Sortir de l’image excessivement négative du poste occupé, aveuglément positive du job espéré et, enfin, arrêter de se mentir. Pendant cinq ans, Alexandra a travaillé au marketing de British American Tobacco. Cinq ans à se persuader que cela ne lui posait aucun problème éthique et puis, soudain, elle a basculé. Importatrice de bijoux fabriqués au Burkina Faso, elle a créé sa marque, Kerra. Depuis, elle respire beaucoup mieux.

Le professorat attire de plus en plus de cadres

Ils sont de plus en plus nombreux à se reconvertir en tentant les concours de l’Education nationale.

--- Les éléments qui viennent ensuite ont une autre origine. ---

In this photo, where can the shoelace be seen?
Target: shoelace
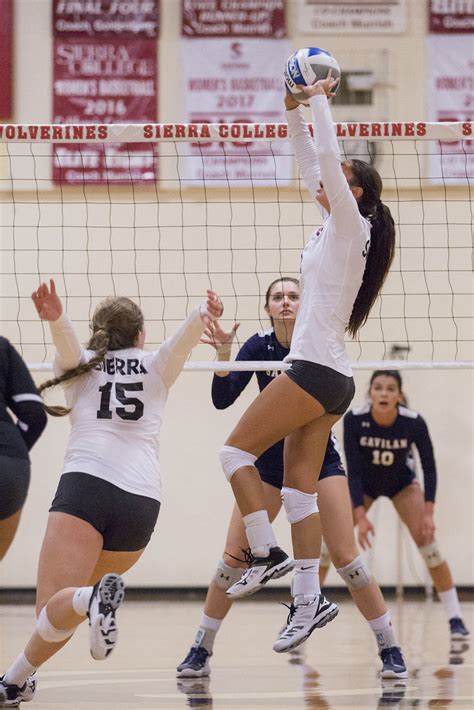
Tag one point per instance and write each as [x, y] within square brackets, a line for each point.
[198, 653]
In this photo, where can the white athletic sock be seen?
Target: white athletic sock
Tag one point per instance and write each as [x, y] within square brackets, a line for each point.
[19, 671]
[450, 602]
[259, 533]
[383, 631]
[305, 582]
[81, 600]
[207, 631]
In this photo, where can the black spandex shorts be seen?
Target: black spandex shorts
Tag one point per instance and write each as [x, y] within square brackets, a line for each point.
[389, 489]
[126, 521]
[332, 389]
[14, 482]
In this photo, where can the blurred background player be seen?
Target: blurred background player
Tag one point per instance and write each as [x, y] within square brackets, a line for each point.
[18, 394]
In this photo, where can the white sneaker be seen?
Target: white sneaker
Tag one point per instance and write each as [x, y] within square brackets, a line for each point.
[260, 571]
[302, 620]
[106, 598]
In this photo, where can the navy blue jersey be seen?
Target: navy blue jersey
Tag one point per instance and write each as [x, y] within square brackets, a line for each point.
[18, 394]
[225, 390]
[379, 458]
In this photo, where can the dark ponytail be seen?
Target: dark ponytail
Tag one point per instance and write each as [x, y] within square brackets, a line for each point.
[382, 241]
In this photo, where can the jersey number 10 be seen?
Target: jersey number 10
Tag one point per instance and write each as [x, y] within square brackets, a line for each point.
[121, 390]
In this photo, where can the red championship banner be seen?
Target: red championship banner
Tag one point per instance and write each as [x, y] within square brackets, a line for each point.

Surtout: 730 candidats ont été admis au troisième concours (réservé aux salariés du privé justifiant de huit ans d’expérience) pour devenir professeur des écoles, au primaire, en 2018, soit près de 7% de l’ensemble des admis, contre 5% en 2016. Moitié moins dans le second degré, mais le flux augmente aussi. Comme ces ex-financiers qui, fortune faite, se muent en prof de maths, dont collèges et lycées manquent cruellement. La reconversion est exigeante, et pour se faire accepter dans la salle des profs, le mieux est encore de passer l’agrégation. Les bons points: sécurité de l’emploi, vacances scolaires et une mission bourrée de sens, la transmission des savoirs. Les désillusions? Le salaire très bas, malgré les promesses de Jean-Michel Blanquer d’une bonification au titre de l’ancienneté des reconvertis. Et un métier bien plus solitaire qu’il n’y paraît.